The work of MDI Biological Laboratory scientist James A. Coffman, Ph.D., on the subject of how chronic stress experienced during early development epigenetically programs adult disease risk was featured in a live webinar on April 13 sponsored by Neurology Central, an online publication based in the United Kingdom.
To view the webinar, click here.
Chronic psychosocial stress contributes significantly to public health problems endemic to the modern world, many of which have been linked to chronic inflammation. Epidemiological studies have shown that chronic stress experienced very early in life — even prenatally — increases the risk of developing inflammatory disease in adulthood, including mental health disorders such as anxiety and depression.
In the webinar, Coffman discusses how chronically elevated glucocorticoid (corticosteroid) signaling is one mechanism that has been hypothesized to account for this correlation and how, consistent with this, chronic exposure to elevated corticosteroids during early development has been found to have long-term effects on adult behavior and immunoregulation.
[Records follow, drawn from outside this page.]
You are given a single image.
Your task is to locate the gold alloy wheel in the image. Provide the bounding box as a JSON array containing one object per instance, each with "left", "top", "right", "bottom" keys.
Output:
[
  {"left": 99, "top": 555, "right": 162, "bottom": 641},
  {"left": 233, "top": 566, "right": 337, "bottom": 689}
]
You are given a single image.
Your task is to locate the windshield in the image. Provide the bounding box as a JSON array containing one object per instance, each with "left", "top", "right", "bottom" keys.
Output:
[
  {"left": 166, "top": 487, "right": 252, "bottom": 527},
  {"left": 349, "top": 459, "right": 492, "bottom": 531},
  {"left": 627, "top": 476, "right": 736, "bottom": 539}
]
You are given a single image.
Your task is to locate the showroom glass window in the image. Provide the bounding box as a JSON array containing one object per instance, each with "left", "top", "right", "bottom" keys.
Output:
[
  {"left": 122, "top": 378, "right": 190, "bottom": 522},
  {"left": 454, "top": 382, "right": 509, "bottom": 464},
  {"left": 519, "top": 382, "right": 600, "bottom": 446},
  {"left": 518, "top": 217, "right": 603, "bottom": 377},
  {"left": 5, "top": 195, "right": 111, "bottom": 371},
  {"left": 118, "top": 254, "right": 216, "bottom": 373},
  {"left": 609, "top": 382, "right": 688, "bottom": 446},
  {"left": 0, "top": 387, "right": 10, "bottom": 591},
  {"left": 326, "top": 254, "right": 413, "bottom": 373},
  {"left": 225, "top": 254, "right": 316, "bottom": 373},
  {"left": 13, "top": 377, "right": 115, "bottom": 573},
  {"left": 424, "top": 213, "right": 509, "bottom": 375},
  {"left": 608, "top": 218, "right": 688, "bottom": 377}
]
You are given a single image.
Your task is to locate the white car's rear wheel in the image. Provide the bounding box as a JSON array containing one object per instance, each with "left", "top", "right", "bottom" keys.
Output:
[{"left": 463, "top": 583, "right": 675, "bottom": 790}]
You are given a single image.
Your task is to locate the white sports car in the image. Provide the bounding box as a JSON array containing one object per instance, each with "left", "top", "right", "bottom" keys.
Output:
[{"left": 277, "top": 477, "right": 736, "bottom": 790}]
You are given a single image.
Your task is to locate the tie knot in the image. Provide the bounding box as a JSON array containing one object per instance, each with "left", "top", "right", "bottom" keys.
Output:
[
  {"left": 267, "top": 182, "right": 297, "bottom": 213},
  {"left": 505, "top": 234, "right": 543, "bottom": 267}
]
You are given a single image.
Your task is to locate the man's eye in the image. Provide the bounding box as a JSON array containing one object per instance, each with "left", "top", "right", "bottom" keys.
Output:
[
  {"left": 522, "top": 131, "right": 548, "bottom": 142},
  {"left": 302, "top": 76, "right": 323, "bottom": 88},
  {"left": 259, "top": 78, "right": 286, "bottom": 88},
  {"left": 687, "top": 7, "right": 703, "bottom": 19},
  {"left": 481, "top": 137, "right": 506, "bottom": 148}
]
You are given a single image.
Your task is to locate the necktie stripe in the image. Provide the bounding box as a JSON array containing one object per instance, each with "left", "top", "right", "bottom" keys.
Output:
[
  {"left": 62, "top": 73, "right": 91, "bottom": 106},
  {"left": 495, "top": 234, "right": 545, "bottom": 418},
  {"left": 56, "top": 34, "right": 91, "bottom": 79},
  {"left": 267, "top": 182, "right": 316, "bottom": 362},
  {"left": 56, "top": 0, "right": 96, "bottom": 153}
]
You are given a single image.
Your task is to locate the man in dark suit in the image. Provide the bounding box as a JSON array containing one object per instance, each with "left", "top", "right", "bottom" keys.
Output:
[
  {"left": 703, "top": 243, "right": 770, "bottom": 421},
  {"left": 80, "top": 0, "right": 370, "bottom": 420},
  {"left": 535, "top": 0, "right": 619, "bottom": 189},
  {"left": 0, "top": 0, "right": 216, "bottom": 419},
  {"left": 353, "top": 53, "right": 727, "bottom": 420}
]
The webinar covers such topics as
- How adult disease risk is linked to psychosocial stress early in life
- How animal models chronically exposed to low-dose cortisol during early development develop into adults that misexpress immunoregulatory genes and display aberrant circadian rhythms
Coffman is a developmental biologist whose research is focused on the problem of developmental plasticity, specifically on how exposure to environmental stressors during early development can program adult anatomy and physiology. His work addresses how networks of genes and their protein products work to direct development, a problem he has been working on for over 25 years, beginning as a postdoctoral associate of the late Eric H. Davidson, Ph.D., at the California Institute of Technology.
His work also addresses how environmental stressors perturb the activities of transcription factors with key developmental roles, thus influencing the course of development.